Memories of the Baltic and Thuringia
The most remarkable aspect of Feiningers new beginning is the logic with which he continued his previous artistic work, with no real fracture occurring. Artistic processes that began before he left Germany are resumed in his late work, extending their European roots. Alongside the series of Manhattan compositions, it is the memories of the coasts of the Baltic and the villages of Thuringia that determine the themes of his late work. Yet he did not paint these motifs as a nostalgic reversion to the past, but out of a lack of suitable motifs from his new surroundings that harboured the fantastic potential he needed for his visions. As if to assure himself of his artistic origins, he returned to old compositions and yet took them into new dimensions.
Continuity and Renewal
Up to an old age, Feiningers work showed impressive continuity and above an incessant search for new ways of artistic expression. There was only ever a single instance for him, his own wanting, his unconditional striving for the final form.

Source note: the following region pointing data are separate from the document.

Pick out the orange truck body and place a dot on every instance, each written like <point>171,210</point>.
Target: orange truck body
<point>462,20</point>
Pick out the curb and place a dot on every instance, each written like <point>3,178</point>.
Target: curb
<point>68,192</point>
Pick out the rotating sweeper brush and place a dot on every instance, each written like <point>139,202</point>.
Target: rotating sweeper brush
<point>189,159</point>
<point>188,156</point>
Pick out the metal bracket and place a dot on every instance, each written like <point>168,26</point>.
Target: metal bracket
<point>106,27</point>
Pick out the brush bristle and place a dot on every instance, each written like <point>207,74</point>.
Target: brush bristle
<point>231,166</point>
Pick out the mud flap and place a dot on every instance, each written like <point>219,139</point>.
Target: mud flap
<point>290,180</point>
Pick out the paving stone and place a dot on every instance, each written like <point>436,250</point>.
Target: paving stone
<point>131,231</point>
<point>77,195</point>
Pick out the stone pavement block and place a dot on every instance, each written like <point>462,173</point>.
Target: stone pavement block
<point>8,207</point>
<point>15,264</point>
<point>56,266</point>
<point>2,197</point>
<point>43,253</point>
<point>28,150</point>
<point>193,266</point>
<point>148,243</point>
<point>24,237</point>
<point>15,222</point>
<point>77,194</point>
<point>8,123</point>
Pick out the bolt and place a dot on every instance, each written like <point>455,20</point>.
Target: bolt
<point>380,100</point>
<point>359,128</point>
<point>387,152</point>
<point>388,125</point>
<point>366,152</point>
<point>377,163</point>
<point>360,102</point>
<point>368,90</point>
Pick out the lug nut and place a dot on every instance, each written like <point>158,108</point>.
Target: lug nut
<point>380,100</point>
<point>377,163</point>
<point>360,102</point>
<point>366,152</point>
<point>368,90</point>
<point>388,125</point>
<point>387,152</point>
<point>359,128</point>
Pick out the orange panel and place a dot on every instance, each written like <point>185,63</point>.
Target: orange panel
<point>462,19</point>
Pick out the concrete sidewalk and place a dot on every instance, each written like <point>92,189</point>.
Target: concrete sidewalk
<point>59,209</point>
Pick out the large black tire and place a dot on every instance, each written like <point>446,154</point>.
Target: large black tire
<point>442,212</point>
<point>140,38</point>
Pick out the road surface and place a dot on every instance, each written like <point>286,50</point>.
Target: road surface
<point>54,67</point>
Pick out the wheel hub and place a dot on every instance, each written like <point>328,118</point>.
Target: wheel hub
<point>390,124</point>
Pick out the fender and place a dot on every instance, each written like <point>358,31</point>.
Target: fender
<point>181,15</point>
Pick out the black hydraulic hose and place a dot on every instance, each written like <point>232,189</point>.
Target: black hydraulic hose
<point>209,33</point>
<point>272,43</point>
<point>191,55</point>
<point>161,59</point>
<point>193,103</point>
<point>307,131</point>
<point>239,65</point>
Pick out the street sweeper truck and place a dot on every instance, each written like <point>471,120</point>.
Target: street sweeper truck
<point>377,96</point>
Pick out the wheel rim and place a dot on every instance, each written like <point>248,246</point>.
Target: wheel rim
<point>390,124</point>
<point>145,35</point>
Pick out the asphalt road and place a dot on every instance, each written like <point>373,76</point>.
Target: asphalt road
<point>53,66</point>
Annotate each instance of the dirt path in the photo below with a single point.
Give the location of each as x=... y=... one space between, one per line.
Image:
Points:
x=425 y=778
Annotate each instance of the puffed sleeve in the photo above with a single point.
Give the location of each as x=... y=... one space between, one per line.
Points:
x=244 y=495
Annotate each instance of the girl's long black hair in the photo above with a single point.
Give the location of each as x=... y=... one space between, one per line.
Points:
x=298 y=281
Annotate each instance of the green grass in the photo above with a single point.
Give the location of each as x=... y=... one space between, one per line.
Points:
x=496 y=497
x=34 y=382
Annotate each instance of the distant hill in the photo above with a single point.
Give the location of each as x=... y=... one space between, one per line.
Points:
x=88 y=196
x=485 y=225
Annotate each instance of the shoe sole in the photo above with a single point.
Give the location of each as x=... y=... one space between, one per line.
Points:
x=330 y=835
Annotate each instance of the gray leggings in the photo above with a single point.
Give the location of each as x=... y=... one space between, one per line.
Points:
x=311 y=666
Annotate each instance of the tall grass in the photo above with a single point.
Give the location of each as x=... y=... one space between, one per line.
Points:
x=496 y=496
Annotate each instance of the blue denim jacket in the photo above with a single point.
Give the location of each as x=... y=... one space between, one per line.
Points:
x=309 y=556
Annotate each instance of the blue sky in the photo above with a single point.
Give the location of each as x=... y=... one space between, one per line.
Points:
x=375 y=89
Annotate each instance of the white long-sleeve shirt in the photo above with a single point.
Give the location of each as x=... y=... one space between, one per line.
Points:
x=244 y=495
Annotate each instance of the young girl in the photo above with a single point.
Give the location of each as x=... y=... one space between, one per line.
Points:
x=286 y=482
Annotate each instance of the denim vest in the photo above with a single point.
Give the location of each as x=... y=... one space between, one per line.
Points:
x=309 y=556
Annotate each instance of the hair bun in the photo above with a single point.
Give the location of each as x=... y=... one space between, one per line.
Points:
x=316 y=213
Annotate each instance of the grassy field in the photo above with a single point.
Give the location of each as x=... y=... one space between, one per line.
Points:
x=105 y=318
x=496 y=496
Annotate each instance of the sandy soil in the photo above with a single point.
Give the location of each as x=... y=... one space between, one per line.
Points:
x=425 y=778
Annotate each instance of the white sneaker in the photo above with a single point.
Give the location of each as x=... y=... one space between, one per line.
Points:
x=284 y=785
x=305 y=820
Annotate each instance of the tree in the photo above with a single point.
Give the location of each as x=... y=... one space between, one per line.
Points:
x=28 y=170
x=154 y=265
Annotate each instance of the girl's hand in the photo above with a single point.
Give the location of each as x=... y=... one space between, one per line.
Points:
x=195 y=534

The moment of recollection, turning back to older compositions or completed creative phases, guarantees the constant renewal of artistic solutions, which also existed alongside one another in differing forms of expression. Feiningers nature notes kept the motifs he had discovered for his work in Germany constantly up to date in the USA as well.
Out of Place
Feininger wrote about his feelings after returning to America in a 1939 letter to his son T. Lux: In the beginning I suffered a great deal from the feeling of being out of place. But now all I feel is a huge advantage in the fact that I was in Europe for so long. That is where my work sources its impulse. In Germany, Feininger was always seen as an American; back in America, he was a European and an outsider. This was what defined his exceptional position. He was equally at home in the two cultures, and could thus use each ones achievements for his artwork. In both places, Feininger observed contemporary developments with interest and benefit for his own work. Yet he was neither a German nor an American painter. Lyonel Feininger created an oeuvre that lays claim to a special position on both sides of the Atlantic, precisely because it arose with no regard for national or cultural boundaries.